Ansel has been the family success, the success I was supposed to be. Or maybe he was always the one who was supposed to be successful. Last I heard, he’s an architect, with an extremely profitable residential practice on Eastern Long Island. A cousin who gets in touch with me every couple of years (last time he was tracing some kind of genealogy thing) told me that Ansel had had a few serious relationships, but he’d never married. No wife, no kids. You had to wonder why what that was—maybe because Mom and Dad provided such an uninspiring example of marital bliss.
Anyhow, when we had our little … accident, I fell on my sword for my brother. My dad and mom had excellent lawyers who pleaded the grand larceny charge down to probation, a huge fine, and a class D felony on my permanent record. The college counselor at St. Andrews wasn’t thrilled about being bothered in the middle of summer vacation, just when he thought the whole college mess was sorted out. He called Dartmouth, where I was headed, to ask if a felony conviction would be a problem. Yes, in fact, it would be a problem. A gigantic problem.

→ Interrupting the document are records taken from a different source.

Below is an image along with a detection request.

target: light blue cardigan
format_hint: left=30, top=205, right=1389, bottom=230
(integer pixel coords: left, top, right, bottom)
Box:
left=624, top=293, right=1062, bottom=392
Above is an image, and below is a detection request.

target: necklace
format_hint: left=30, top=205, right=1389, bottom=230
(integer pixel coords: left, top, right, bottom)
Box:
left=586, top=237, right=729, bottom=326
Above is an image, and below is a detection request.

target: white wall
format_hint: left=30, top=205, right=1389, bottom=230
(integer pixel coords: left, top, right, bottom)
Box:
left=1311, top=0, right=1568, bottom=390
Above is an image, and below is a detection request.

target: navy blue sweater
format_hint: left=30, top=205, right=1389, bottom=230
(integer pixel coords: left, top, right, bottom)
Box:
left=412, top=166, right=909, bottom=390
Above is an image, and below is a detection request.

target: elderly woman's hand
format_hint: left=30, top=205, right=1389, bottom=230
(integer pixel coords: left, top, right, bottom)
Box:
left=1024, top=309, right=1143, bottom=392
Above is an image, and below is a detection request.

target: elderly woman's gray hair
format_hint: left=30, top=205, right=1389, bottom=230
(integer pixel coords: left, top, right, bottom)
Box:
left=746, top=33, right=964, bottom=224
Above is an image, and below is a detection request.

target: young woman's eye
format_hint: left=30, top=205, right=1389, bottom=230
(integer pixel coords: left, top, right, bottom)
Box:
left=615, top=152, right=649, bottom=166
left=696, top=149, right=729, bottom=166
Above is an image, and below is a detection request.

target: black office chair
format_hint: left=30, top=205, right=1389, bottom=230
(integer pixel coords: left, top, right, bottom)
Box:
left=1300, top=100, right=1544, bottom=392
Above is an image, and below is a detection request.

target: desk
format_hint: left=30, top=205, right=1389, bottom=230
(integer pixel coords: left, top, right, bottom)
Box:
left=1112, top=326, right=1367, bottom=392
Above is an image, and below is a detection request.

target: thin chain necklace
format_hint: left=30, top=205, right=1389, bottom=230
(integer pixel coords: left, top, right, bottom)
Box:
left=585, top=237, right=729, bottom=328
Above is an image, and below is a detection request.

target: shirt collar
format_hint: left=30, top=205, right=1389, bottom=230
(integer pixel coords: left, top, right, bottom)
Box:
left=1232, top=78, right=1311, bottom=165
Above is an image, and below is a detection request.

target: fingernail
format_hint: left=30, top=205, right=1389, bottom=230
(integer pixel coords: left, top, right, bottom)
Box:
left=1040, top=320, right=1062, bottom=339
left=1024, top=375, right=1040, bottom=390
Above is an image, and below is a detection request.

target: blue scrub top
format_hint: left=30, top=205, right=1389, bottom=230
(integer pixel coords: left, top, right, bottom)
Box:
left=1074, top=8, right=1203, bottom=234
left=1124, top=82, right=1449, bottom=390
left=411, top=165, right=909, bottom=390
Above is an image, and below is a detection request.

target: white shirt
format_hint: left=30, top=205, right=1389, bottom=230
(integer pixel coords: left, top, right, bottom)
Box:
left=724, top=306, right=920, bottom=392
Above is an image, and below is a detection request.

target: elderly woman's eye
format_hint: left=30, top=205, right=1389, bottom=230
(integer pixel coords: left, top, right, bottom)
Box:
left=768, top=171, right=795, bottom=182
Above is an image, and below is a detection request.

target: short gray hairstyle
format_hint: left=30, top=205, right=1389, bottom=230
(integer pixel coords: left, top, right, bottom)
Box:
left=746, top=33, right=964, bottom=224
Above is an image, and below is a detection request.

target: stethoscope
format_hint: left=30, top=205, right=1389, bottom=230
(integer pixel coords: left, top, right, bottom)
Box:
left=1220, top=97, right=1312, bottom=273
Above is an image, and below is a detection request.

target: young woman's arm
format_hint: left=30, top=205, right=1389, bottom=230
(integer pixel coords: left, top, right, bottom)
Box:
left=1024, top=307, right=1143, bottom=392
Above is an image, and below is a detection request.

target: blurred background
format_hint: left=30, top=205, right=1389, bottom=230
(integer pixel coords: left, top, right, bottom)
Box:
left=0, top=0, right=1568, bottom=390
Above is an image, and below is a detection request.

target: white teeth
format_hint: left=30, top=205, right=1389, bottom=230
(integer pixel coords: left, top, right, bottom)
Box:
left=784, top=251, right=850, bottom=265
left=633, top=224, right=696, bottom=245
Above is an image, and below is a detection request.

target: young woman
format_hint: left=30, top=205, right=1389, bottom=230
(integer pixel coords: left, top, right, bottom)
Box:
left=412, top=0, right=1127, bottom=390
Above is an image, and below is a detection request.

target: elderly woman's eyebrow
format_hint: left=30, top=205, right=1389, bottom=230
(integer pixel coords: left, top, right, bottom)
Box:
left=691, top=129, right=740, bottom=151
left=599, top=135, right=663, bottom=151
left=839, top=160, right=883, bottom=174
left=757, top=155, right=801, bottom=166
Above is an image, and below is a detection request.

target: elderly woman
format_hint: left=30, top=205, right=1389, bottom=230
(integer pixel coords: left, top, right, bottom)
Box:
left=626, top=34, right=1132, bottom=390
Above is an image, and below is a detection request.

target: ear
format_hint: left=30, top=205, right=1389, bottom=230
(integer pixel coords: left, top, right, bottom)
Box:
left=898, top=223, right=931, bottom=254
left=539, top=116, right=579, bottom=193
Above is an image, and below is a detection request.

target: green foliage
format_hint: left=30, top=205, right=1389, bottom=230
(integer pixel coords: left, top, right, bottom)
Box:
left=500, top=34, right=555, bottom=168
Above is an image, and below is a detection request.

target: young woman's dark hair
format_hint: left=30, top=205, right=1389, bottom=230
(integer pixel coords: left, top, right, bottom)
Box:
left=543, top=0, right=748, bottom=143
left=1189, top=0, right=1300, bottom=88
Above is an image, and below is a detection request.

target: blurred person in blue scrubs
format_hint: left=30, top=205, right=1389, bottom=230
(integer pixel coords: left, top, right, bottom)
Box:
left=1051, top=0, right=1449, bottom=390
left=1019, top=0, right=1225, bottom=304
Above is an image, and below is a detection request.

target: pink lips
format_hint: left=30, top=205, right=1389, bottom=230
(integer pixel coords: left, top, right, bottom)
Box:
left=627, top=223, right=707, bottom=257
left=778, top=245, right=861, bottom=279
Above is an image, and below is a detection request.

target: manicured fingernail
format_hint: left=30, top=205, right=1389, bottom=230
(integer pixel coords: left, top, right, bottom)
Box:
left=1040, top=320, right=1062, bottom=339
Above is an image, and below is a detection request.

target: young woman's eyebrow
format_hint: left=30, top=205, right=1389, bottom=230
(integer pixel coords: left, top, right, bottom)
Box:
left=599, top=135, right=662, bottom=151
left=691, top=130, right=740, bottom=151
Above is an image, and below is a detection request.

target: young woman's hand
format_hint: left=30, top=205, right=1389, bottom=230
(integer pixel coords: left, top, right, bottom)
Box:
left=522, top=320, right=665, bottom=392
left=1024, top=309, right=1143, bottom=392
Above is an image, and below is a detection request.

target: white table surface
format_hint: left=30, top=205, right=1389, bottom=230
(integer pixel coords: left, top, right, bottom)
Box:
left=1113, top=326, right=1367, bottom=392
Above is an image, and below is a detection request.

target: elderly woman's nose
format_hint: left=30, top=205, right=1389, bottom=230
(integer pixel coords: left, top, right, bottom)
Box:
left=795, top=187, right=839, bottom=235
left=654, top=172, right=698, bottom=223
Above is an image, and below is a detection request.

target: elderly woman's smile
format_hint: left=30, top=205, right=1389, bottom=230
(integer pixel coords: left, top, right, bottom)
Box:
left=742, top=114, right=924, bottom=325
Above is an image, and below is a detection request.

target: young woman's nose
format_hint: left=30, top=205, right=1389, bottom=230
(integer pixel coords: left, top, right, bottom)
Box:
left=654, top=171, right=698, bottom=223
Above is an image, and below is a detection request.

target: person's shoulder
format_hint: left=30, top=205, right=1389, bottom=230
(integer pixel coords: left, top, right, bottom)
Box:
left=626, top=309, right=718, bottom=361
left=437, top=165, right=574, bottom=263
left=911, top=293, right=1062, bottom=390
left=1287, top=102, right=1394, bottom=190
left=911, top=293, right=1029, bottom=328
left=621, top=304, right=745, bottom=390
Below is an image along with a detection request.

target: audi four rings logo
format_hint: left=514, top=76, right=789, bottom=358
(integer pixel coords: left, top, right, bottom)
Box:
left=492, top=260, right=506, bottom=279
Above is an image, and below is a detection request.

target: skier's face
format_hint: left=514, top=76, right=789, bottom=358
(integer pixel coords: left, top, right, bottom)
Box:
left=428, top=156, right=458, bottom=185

That was the start of the slide. My friends went to college. Mom and Dad suggested community college, the only place that would take me, but I decided to move to New York and live on my own in the world’s most expensive city, which meant a counter job in a gourmet take-out fried chicken stand and a walk-up on a pre-gentrified block in Crown Heights. I would really have gone under if I hadn’t lucked into a series of brief affairs with generous older women.